Community Reentry of Persons with Severe Mental Illness Released from State Prison

Joseph P Morrissey, PhD, Co-Principal Investigator
Gary Cuddeback, PhD, MSW, MPH, Co-Investigator
Marisa Domino, PhD, Co-Investigator

Subcontractors:
Linda Frisman, PhD, Co-Principal Investigator; Director of Research, Connecticut Department of Mental Health & Addiction Services
David Mancuso, PhD, Responsible Investigator, Senior Research Supervisor, Washington State Department of Social and Health Services, Research and Data Analysis Division

Consultants:
David Lovell, PhD, Dept of Psychosocial & Community Health, School of Nursing, University of Washington
Thomas McGuire, PhD, Dept of Health Care Policy, Harvard Medical School
Jeffrey Swanson, PhD, Dept of Psychiatry and Behavioral Sciences, Duke University
Marvin Swartz, PhD, Dept of Psychiatry and Behavioral Sciences, Duke University

Mentally ill persons involved in the criminal justice system represent a new frontier for community mental health and disability research. The scope of this problem is truly staggering with upwards of 86,000 persons with severe mental illness (SMI) released from state prisons each year with high rates of recidivism. The loss of Medicaid benefits by incarcerated offenders is thought to be a major obstacle to successful community reentry. Several states have adopted expedited restoration programs to reconnect eligible prisoners to their Medicaid benefits prior to release. Early benefit restoration can avoid disruptions in medication regimens and treatments for offenders with SMI when they are released to the community. However, few rigorous research studies have been conducted to establish the impact or cost-effectiveness of these policies.

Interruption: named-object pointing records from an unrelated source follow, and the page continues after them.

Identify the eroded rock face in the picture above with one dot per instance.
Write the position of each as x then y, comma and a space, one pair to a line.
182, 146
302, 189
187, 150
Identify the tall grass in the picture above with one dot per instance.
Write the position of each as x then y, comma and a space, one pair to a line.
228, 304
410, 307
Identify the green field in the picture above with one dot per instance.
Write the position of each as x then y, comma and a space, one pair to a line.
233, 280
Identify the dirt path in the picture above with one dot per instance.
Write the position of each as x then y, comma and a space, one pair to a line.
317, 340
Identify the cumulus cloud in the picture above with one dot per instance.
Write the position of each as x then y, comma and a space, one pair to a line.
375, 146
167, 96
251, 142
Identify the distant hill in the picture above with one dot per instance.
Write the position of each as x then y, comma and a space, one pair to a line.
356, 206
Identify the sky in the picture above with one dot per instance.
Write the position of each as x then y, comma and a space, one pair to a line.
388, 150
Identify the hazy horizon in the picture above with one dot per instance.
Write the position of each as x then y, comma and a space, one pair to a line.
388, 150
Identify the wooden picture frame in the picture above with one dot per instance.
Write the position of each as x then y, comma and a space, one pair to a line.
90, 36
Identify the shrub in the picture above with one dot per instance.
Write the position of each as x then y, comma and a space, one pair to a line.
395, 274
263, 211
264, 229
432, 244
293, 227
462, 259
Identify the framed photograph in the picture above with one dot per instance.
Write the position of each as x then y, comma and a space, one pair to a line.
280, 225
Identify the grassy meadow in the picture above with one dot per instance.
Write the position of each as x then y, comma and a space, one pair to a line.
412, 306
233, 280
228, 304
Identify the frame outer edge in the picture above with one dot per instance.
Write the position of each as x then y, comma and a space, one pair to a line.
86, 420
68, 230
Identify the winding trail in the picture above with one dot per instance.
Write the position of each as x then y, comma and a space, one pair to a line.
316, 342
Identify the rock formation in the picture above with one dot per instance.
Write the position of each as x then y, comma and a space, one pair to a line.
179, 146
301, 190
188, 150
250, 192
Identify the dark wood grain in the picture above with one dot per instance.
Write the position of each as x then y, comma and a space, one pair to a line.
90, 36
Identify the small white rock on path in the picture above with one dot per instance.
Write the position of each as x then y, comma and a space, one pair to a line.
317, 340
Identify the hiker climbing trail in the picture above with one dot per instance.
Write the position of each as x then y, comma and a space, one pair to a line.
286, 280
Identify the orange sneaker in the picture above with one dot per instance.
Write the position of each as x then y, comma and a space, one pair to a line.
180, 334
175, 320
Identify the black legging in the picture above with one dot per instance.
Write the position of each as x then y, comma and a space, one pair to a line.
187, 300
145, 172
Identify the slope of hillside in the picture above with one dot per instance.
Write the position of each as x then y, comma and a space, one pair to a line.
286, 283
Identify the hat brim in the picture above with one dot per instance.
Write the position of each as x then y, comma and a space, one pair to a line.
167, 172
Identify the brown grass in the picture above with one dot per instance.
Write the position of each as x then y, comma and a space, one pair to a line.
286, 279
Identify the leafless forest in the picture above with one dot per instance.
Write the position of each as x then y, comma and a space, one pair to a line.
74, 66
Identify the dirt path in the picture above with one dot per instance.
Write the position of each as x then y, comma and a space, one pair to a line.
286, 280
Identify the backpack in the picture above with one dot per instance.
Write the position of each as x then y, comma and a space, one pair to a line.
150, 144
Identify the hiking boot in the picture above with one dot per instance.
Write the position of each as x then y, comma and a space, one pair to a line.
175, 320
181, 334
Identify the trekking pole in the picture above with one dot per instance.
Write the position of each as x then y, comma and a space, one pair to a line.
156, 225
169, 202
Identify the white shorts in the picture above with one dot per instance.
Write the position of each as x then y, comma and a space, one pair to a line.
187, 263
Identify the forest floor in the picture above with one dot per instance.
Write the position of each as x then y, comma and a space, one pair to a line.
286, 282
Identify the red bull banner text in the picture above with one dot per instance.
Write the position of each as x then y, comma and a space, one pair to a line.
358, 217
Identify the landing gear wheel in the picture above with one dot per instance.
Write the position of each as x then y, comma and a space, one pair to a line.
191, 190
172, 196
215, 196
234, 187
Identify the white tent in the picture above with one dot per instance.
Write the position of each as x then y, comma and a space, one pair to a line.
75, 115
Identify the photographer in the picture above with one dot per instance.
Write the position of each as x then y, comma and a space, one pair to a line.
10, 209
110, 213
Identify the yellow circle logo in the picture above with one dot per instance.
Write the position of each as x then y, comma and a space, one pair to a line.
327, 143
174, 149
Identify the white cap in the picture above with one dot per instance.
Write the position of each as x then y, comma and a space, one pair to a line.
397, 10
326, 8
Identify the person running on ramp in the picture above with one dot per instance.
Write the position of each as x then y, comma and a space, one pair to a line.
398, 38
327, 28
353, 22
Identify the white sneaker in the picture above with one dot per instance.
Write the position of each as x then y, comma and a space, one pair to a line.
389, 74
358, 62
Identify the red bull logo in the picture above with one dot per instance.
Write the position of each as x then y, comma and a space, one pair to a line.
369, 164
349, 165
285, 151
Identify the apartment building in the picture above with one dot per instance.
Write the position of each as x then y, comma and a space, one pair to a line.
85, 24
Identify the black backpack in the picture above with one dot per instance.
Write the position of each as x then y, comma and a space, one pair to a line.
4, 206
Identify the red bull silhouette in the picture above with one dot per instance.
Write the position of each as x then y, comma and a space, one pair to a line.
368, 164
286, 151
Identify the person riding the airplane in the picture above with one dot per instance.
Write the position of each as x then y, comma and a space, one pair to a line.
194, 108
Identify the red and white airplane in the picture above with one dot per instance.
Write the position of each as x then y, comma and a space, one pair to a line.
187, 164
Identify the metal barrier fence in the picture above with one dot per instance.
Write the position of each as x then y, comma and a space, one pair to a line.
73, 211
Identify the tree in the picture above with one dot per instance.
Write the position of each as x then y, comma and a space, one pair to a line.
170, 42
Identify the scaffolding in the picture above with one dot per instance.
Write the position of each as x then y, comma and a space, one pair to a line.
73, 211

This research project responded to RFA-MH-09-050 from the NIMH with a three-year study that addressed these concerns by undertaking an assessment of expedited Medicaid benefits restoration policies in Connecticut and Washington State for released prisoners who have SMI. Two specific aims were addressed:  1.The impact of EMBR on three outcomes—subsequent hospitalizations, use of outpatient mental health and substance abuse services, and criminal recidivism,. Two complementary designs were employed: (a) a difference-in-differences design to compare individuals with SMI and those without SMI centered on a policy adoption date of April 1, 2005 in Connecticut and January 1, 2006 in Washington with three years pre and two years post data in each state and (b) a quasi-experimental study design focused on the post-period only comparing individuals with SMI who received expedited Medicaid restoration (treatment group) vs. individuals with SMI who did not (comparison group) over a two-year follow-up period using a hierarchical linear modeling framework. Propensity score matching was used with both designs to achieve balance between groups on all observed baseline covariates.  2. The cost of EMBR in maintaining prison releasees with severe mental illness in the community from both individual state agency (Medicaid, mental health, corrections) and total government perspectives. These analyses used community days as the composite measure of clinical effectiveness. Regression analyses estimated the marginal effect of EMBR on costs and community days for the restored population as compared with the comparison group, controlling for differences in target populations between states and for trends in costs and community days over time. Incremental cost-effectiveness ratios were formed from the model coefficients.

This study was well-aligned with RFA-MH-09-050 in that it addressed an important mental health policy issue for state authorities, took advantage of a wealth of administrative data from two states, applied an array of analytical strategies from the fields of economics and statistics to address an important state mental health policy issue, and responded to the call for research about justice-involved persons with severe mental illness as put forth in the President’s New Freedom Commission on Mental Health (2002).